Recently asked / exam angle

  • Lauren classification intestinal vs diffuse — link diffuse type to signet-ring cells, linitis plastica, CDH1/E-cadherin, younger patients, worse prognosis.
  • Match the eponymous metastases: Virchow (left supraclavicular), Sister Mary Joseph (umbilical), Krukenberg (ovary), Blumer's shelf (rectouterine pouch), Irish (axillary).
  • "Most common site of distant (haematogenous) metastasis" → liver.
  • Investigation matching: EUS = best for T staging; OGD + biopsy = diagnosis of choice; staging laparoscopy detects peritoneal disease.
  • Subtotal vs total gastrectomy based on tumour location; D2 over D1; no routine splenectomy.
  • Definition of early gastric cancer (limited to mucosa/submucosa irrespective of node status).
  • HER2 → trastuzumab (ToGA); perioperative FLOT; low-grade MALT regresses with H. pylori eradication.
  • H. pylori as a Group 1 carcinogen, not linked to cardia cancer.

Rapid revision

  1. Most common gastric malignancy = adenocarcinoma; H. pylori is the chief risk factor for distal cancer and a Group 1 carcinogen.
  2. Correa cascade: gastritis → atrophy → intestinal metaplasia → dysplasia → intestinal-type carcinoma.
  3. Lauren: intestinal (better, distal, Correa) vs diffuse (worse, signet-ring, CDH1, linitis plastica).
  4. Borrmann IV = linitis plastica = leather-bottle stomach.
  5. Early gastric cancer = confined to mucosa ± submucosa, any node status; 5-yr survival >90%.

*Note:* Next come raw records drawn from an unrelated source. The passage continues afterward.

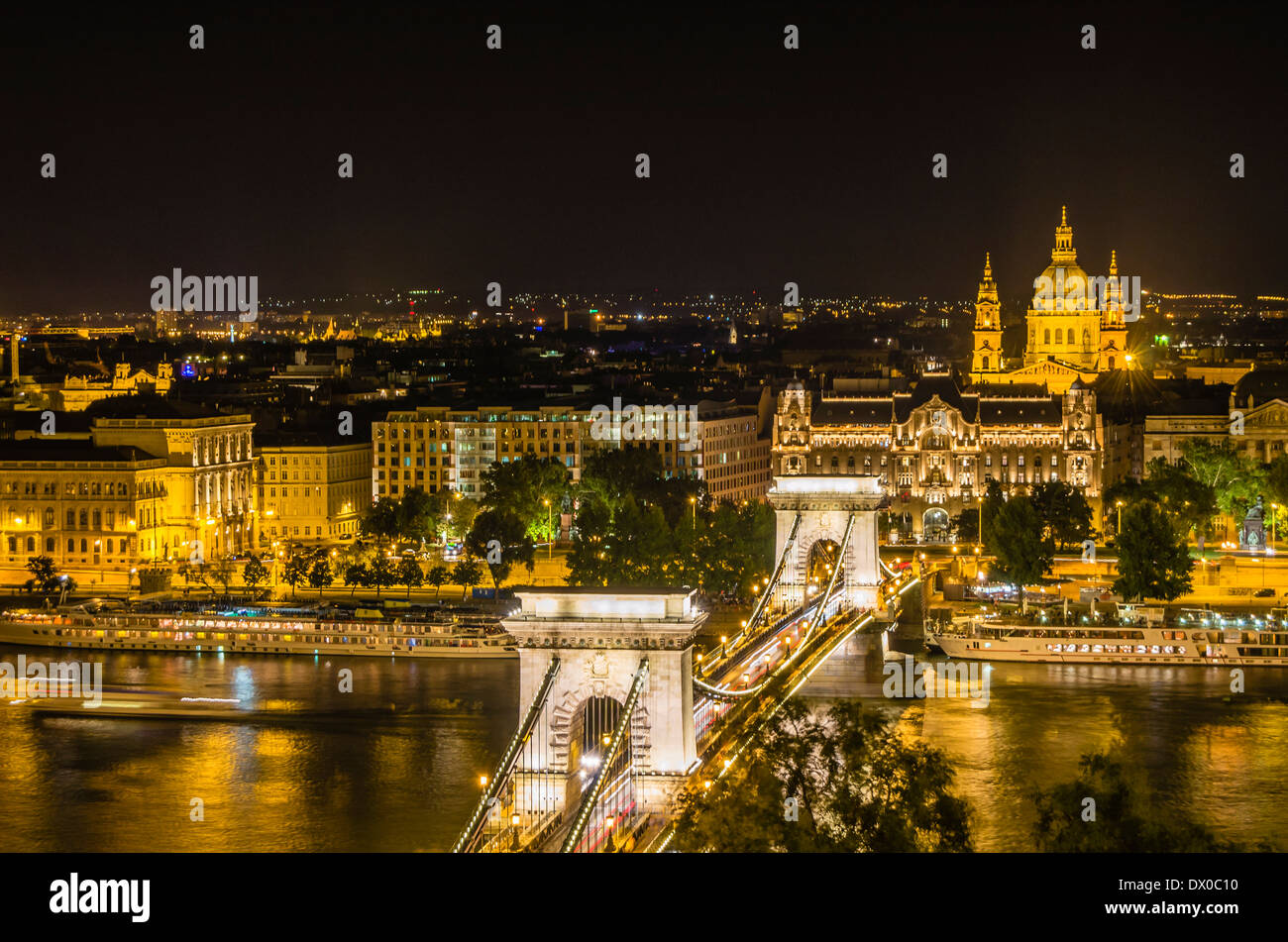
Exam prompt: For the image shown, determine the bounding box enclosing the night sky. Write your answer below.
[0,3,1288,315]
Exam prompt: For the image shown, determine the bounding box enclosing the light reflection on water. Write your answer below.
[803,646,1288,851]
[0,647,518,851]
[10,647,1288,851]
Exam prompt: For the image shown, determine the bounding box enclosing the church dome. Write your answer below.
[1033,206,1096,313]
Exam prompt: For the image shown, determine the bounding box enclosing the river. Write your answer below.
[0,647,1288,852]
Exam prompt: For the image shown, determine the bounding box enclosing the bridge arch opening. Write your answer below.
[921,507,949,543]
[568,696,622,783]
[805,539,841,596]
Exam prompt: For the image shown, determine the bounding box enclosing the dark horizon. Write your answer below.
[0,4,1288,317]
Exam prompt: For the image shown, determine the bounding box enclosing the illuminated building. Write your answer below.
[774,374,1104,542]
[970,208,1140,392]
[0,397,258,585]
[257,433,371,543]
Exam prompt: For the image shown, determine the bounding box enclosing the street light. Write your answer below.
[541,498,555,563]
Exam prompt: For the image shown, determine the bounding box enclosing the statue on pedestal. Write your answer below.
[1239,494,1266,550]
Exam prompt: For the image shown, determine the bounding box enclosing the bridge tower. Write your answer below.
[502,588,707,818]
[769,474,886,610]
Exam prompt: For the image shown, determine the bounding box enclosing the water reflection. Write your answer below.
[0,649,518,851]
[802,647,1288,851]
[0,644,1288,852]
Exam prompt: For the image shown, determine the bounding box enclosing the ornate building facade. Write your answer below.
[774,374,1104,542]
[970,207,1138,392]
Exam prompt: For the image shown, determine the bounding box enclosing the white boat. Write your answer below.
[0,610,518,658]
[926,606,1288,667]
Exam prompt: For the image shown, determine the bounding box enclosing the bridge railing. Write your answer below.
[452,657,561,853]
[561,658,648,853]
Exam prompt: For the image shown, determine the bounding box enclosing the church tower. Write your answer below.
[1096,251,1127,371]
[970,253,1002,382]
[1024,206,1100,370]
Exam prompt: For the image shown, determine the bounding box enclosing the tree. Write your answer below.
[1033,751,1274,853]
[452,560,483,598]
[282,554,312,598]
[1115,500,1194,602]
[358,496,399,545]
[443,490,480,541]
[425,563,451,596]
[368,552,398,598]
[394,487,446,545]
[242,556,268,592]
[340,563,371,598]
[675,698,971,853]
[23,556,63,594]
[398,556,425,598]
[465,509,536,588]
[309,552,335,598]
[209,556,236,596]
[984,496,1055,610]
[480,455,568,541]
[952,507,979,543]
[1179,439,1266,520]
[1029,481,1094,550]
[1148,459,1220,537]
[175,560,210,589]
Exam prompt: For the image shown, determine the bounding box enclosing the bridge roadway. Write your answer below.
[649,571,921,853]
[469,571,921,852]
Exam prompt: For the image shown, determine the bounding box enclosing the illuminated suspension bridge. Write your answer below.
[454,476,917,853]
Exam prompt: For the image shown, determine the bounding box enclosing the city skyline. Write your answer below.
[0,6,1288,315]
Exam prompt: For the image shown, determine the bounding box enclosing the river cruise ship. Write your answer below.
[926,605,1288,667]
[0,610,518,658]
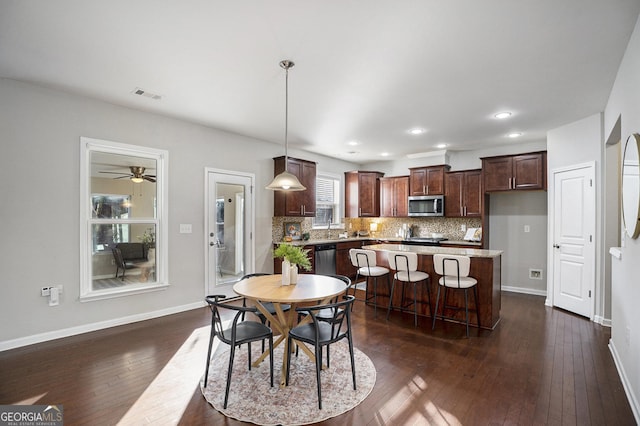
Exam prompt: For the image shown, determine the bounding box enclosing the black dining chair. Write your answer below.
[286,296,356,410]
[204,295,273,408]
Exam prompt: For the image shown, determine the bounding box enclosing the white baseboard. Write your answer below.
[0,302,205,352]
[593,315,611,328]
[501,285,547,296]
[609,339,640,424]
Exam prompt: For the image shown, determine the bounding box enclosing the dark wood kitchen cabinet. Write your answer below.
[380,176,409,217]
[344,171,384,217]
[444,169,484,217]
[482,151,547,192]
[409,165,449,195]
[273,157,316,217]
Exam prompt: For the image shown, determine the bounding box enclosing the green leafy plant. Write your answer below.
[138,228,156,248]
[273,243,311,271]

  6. Eponyms: Virchow (L supraclavicular), Sister Mary Joseph (umbilicus), Krukenberg (ovary), Blumer's shelf (pelvic pouch), Irish (L axilla), Troisier's sign.
  7. Diagnosis of choice = OGD + multiple biopsies; EUS = best T-staging; CECT + laparoscopy for M staging.

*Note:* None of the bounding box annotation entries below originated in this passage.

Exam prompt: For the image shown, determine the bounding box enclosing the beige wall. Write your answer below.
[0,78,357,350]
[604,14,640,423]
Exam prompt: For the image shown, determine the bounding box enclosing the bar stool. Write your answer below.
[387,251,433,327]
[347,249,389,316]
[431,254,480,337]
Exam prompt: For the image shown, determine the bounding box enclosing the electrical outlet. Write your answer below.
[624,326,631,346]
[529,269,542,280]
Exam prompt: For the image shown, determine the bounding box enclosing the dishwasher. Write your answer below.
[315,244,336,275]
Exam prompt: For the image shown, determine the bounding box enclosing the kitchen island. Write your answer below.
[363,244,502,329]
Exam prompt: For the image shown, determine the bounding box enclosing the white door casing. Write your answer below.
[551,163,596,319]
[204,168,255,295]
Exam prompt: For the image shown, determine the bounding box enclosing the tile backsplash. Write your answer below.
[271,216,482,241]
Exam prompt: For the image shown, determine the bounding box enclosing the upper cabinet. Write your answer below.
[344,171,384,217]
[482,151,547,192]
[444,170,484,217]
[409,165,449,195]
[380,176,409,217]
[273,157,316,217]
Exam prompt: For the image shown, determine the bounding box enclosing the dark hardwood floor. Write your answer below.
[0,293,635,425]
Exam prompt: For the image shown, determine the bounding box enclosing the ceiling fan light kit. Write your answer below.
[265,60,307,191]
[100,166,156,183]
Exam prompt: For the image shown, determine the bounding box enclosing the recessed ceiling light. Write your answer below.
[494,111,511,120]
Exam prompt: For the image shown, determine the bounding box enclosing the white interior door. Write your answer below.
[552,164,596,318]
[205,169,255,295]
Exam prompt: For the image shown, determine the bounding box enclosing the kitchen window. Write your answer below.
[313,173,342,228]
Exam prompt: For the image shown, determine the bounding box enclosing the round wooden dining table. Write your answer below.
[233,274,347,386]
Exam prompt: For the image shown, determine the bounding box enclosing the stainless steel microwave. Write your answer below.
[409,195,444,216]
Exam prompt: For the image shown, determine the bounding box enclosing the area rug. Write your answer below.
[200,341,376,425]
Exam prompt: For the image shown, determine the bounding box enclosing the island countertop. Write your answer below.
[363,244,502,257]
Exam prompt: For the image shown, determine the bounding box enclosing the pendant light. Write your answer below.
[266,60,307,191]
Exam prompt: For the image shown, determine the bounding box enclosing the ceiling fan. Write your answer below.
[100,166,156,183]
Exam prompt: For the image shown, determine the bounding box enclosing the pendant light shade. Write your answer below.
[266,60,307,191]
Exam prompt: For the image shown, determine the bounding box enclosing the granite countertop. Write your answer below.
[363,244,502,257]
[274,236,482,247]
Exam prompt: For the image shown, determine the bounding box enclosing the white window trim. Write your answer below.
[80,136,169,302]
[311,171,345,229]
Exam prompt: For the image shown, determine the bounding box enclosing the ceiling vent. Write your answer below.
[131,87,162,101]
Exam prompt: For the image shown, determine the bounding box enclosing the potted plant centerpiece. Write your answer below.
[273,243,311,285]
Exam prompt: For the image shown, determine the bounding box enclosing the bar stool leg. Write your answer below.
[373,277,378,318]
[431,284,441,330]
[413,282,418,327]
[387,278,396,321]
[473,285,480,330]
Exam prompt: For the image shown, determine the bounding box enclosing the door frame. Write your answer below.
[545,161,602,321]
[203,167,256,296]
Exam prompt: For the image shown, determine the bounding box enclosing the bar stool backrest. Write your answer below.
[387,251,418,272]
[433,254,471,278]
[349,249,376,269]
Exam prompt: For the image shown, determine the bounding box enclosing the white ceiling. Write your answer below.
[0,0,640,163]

  8. CDH1 mutation → hereditary diffuse gastric cancer → consider prophylactic total gastrectomy.
  9. Distal cancer → subtotal gastrectomy (≥5 cm margin); proximal/diffuse → total gastrectomy with Roux-en-Y.
  10. D2 lymphadenectomy is standard; spleen/pancreas preserved; examine ≥15 nodes.
  11. Perioperative chemo = FLOT; HER2+ → add trastuzumab; MALT (low-grade) → eradicate H. pylori.
  12. After total gastrectomy → lifelong parenteral vitamin B12; watch for dumping syndrome.